I want to study the Fourier transform of $$L_{\alpha}(t) = \frac{e^{i\alpha t}}{t^2} - i\frac{\alpha}{t}$$
Basically i am trying to get a grip on, given a $f$, what is $f(t)\ast L_{\alpha}(t)$ and am looking at $L_{\alpha}\ast$ as a Fourier multiplier operator.
Motivation : Here
My main motivation was taking derivative of $f\ast\text{p.v.}\frac{e^{i\alpha t}}{t}$ and from comments I realize that its more appropriate to take a distributional derivative of this itself. So my question is on derivative of $f\ast\text{p.v.}\frac{e^{i\alpha t}}{t}$
Ok, from a comment above, I assume that this is what you should do in order to have your operator as a Fourier Multiplier one (or, more essentially, as a well-defined one!)
STEP 1: First, you should correct a bit the notion of $f * \frac{e^{it \alpha}}{t} $: this, in general, does not converge, so that, to make clear what this means to be, you should probably state that you want to differentiate the operator $ f * \{ \text{p.v. } \frac{e^{it \alpha}}{t} \}$. Taking a closer look:
$$ \text{p.v. } \frac{e^{it\alpha}}{t} * f (x) = \lim_{\epsilon \to 0} \int_{|y-x|\ge \epsilon} \frac{f(y)e^{i(x-y)\alpha}}{x-y} dy \\ = \pi e^{i\alpha x} \mathcal{H}(e^{-iy\alpha}f) $$
Where $\mathcal{H}$ Denotes the Hilbert Transform (click here)
STEP 2: So, to differentiate this function, we should, somehow, differentiate the Hilbert Transform.

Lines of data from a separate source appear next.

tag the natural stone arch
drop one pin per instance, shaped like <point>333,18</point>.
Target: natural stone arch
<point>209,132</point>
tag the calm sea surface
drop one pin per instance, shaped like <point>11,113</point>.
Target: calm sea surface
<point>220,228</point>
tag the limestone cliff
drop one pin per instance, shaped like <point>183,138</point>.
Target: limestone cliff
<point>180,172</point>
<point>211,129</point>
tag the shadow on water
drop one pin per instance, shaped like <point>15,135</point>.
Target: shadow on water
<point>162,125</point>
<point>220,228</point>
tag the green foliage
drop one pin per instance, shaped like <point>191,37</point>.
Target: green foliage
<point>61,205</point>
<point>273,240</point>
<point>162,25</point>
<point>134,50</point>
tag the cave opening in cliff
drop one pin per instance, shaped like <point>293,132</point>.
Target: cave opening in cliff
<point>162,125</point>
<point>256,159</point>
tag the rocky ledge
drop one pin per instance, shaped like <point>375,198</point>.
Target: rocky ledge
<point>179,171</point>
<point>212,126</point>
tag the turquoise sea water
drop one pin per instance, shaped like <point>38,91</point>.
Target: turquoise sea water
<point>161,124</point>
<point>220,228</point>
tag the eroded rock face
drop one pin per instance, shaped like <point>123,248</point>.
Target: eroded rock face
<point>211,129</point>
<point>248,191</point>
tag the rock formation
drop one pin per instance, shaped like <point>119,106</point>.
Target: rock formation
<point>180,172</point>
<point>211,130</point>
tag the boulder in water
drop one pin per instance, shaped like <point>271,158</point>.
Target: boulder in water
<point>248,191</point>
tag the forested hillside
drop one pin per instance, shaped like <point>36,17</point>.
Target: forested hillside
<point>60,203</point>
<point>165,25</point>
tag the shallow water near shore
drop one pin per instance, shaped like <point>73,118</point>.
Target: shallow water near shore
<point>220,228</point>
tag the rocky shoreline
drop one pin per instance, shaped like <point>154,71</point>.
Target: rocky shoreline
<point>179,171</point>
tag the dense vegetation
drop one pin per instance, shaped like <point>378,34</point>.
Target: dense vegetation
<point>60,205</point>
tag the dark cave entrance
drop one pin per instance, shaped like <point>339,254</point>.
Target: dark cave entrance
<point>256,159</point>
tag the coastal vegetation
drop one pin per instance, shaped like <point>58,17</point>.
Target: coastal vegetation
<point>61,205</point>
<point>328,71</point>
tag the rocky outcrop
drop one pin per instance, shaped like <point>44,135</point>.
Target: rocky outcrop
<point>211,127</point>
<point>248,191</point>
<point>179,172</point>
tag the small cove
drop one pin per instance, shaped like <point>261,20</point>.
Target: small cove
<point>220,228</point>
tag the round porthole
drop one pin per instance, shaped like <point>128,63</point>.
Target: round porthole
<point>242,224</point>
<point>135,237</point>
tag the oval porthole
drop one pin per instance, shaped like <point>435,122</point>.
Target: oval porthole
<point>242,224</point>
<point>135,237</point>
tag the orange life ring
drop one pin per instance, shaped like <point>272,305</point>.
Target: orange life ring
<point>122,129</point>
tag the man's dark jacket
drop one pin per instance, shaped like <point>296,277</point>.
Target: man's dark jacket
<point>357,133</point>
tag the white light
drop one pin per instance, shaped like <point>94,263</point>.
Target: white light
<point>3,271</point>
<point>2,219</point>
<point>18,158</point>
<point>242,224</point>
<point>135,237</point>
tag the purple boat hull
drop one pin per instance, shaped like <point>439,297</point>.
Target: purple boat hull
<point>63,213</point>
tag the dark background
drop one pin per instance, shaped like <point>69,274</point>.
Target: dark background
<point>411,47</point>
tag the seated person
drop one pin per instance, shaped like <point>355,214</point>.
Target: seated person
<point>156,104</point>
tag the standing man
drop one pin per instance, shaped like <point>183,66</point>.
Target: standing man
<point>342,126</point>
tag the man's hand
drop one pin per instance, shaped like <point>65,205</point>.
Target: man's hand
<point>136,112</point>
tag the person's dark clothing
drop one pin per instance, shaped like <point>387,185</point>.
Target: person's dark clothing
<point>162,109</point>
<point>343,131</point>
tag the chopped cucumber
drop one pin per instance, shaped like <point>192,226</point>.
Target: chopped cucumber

One way to do this is to differentiate the tempered distribution $\text{p.v. } \frac{1}{t} $. We recall some basic concepts:
From the alternative definition of the Hilbert Transform (i.e., $ (\mathcal{H}f)^{\wedge} = - i \;\text{sgn} \hat{f} $ ) we see that $ \frac{\text{d}}{\text{d}x} \mathcal{H}f ( x) = \mathcal{H} \left( \frac{\text{d}}{\text{d} x} f \right) (x) $, at least if $f \in \mathcal{S} ( \mathbb{R})$.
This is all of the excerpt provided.